Recommending a product price for a seller
This is another take home assignment that I did for a company as part of their interview process
This blog post has the code and details, of the take home project that I did for a company as part of their interview process, they gave me a dataset with sales details of a clothes/accessories from their website, the task was to make a price prediction/suggestion for a piece of wardrobe that the customer would like to sell on their company's platform.

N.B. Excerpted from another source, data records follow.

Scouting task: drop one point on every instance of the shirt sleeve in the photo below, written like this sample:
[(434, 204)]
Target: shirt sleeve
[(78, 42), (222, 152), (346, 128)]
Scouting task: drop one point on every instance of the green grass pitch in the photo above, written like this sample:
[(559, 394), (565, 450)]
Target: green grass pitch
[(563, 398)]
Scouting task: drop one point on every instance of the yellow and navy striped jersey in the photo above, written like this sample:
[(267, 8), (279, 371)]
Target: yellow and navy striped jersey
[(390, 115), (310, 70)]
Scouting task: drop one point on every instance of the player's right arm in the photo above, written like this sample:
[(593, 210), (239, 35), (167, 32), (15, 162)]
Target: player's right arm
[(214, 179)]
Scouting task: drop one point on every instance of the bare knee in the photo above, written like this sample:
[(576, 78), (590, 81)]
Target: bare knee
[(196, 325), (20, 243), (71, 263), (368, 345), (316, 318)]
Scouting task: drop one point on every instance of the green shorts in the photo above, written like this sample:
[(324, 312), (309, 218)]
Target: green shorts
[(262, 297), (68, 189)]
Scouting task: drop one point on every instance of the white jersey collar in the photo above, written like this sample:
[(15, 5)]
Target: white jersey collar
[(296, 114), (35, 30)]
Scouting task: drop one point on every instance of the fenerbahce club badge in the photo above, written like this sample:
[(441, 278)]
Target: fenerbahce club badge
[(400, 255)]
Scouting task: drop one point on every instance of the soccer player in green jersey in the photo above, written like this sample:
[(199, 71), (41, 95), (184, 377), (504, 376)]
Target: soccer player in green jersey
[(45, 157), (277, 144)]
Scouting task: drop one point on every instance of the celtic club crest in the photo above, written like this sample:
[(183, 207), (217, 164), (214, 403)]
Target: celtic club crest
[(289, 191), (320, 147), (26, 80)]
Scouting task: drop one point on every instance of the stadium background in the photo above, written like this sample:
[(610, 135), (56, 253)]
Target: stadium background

!unzip /content/ds-take-home-dataset.zip
!pip install -U scikit-learn
import json
import pandas as pd
import numpy as np
from sklearn.model_selection import train_test_split
from sklearn.preprocessing import RobustScaler
import matplotlib.pyplot as plt
from joblib import dump
import os
import json
file_path = r'/content/drive/My Drive/poshmark_files'
np.random.seed(0)
There are missing values in some columns, so let's start by analysing them first.
data[data['sold_price'] > 0].shape[0]
data[data['sold_price'] == 0].shape[0]
There are 20000 listings with no price details, we might be better off removing them
vars_with_na = [var for var in data.columns if data[var].isnull().sum() > 0]
# get percentage of missing values
data[vars_with_na].isnull().mean()
There is a sizeable chunk of missing data in feature attrs5 Let's try to see whether they influence the price of a listing.
def analyse_na_value(df, var):
    df = df.copy()
    # let's make a variable that indicates 1 if the observation was missing or zero otherwise
    df[var] = np.where(df[var].isnull(), 1, 0)
    # let's compare the median sold_price in the observations where data is missing
    # vs the observations where a value is available
    df.groupby(var)['sold_price'].median().plot.bar()
    plt.title(var)
    plt.show()
for var in vars_with_na:
    analyse_na_value(data, var)
There is a change in the value of the sold_price when some attributes are empty, we should try to input this relationship when performing feature engineering
Almost all the features we have are categorical according to the instuctions given, let us try to analyze the only numeric variable attr6
data['attr6'].describe()
var = 'attr6'
data[var].hist(bins=range(1, 10))
plt.ylabel('Number of listings')
plt.xlabel(var)
plt.title(var)
plt.show()
We can see that the variable is not normally distributed, We should remember to deal with this.
The feature attr6 is an interesting feature (Which can be clarified if it had a name) because the 20% values of that feature is Zero. This causes a confusion as to whether it is a categorical or numerical variable. A pie chart to view the counts.
data['attr6'].value_counts().plot(kind='pie')
Percentage of zeros in attr6
Percentage of non-zeros in attr6
As per the instructions the categorical variables are
cat_vars ='attr1	attr2	attr3	attr4	attr5'.split('	')
Let's check the cardinality
We do have huge number of categories in attr3 and attr4, let's see about the rare labels with respect to the sold prices of the listing.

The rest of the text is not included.